Phil explained: On Big Rolfe’s order, Reece had donned his military school uniform and gone to have a newspaper picture taken at the Blue Ribbon Rathskeller over on the highway.

“It’s for the Bund,” the Bomber added.

Tiger knew about the weekly meetings of the German-American Bund, a popular local group to which Reece’s father paid allegiance. “Mail come?” he asked, looking around.

Phil produced the afternoon’s allotment: only two letters for Cabin 7, one for Reece, another for Wally. When Tiger tossed Reece’s letter onto his pillow, Peewee snatched it up and proceeded to inspect it closely.

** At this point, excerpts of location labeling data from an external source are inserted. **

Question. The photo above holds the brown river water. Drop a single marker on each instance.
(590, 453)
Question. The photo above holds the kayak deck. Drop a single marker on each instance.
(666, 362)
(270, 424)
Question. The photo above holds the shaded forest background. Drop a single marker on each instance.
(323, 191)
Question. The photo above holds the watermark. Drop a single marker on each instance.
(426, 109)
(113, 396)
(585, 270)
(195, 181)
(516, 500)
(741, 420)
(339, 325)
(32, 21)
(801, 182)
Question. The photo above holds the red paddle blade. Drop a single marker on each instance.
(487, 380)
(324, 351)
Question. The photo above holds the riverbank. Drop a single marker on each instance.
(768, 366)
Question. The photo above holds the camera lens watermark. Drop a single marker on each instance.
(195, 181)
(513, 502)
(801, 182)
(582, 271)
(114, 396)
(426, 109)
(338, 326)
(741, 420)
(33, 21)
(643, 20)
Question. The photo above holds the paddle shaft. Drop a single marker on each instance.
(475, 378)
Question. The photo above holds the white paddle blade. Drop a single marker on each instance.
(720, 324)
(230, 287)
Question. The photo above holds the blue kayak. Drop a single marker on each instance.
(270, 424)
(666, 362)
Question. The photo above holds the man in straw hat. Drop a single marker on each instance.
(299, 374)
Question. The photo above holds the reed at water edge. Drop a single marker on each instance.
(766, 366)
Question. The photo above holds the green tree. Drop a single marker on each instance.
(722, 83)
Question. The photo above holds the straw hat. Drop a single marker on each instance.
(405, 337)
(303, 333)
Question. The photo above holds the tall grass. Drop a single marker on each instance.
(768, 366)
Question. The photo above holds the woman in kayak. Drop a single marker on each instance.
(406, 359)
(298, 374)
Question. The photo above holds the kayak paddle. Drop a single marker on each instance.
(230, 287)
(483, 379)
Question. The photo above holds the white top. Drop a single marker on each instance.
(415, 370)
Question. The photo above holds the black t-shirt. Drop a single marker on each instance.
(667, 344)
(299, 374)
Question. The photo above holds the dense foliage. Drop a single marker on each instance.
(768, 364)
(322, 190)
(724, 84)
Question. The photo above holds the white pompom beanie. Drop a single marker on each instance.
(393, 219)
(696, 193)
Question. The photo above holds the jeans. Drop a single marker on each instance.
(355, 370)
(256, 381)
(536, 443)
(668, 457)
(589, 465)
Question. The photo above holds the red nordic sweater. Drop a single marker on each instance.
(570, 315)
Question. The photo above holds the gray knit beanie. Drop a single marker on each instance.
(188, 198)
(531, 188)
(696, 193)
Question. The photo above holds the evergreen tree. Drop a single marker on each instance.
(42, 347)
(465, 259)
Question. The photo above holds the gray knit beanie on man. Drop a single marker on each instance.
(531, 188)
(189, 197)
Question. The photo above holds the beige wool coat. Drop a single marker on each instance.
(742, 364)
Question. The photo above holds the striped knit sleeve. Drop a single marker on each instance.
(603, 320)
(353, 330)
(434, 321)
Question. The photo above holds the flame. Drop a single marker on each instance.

“Y’know something, you guys? This thing really stinks!” he said, greedily sniffing the blue envelope, noting the return address penned in a light, feminine script with circles for the dots, over the i’s, and a puckered lipstick print on the flap. “It’s from Nancy Rider,” he added, glancing at the tinted snapshot of a shapely girl in the bathing suit tucked into the mirror frame over Reece’s cot.

“Listen, small fry, you better not go screwing around with that letter,” Tiger advised as Peewee sprang into a bunk; “Reece won’t like it.”

“Aw, Heartless don’t care,” Peewee protested, giving the letter another sniff and leaving a greasy thumb mark on the envelope as he returned it to Reece’s pillow.

Tiger wasn’t so sure of that; nor was anyone else. While the fact that, in the absence of Nancy Rider, their counselor was this summer newly smitten with Peewee’s sister, Honey, gave the kid points, it didn’t necessarily follow that he could get away with messing around in Heartless’s private mail.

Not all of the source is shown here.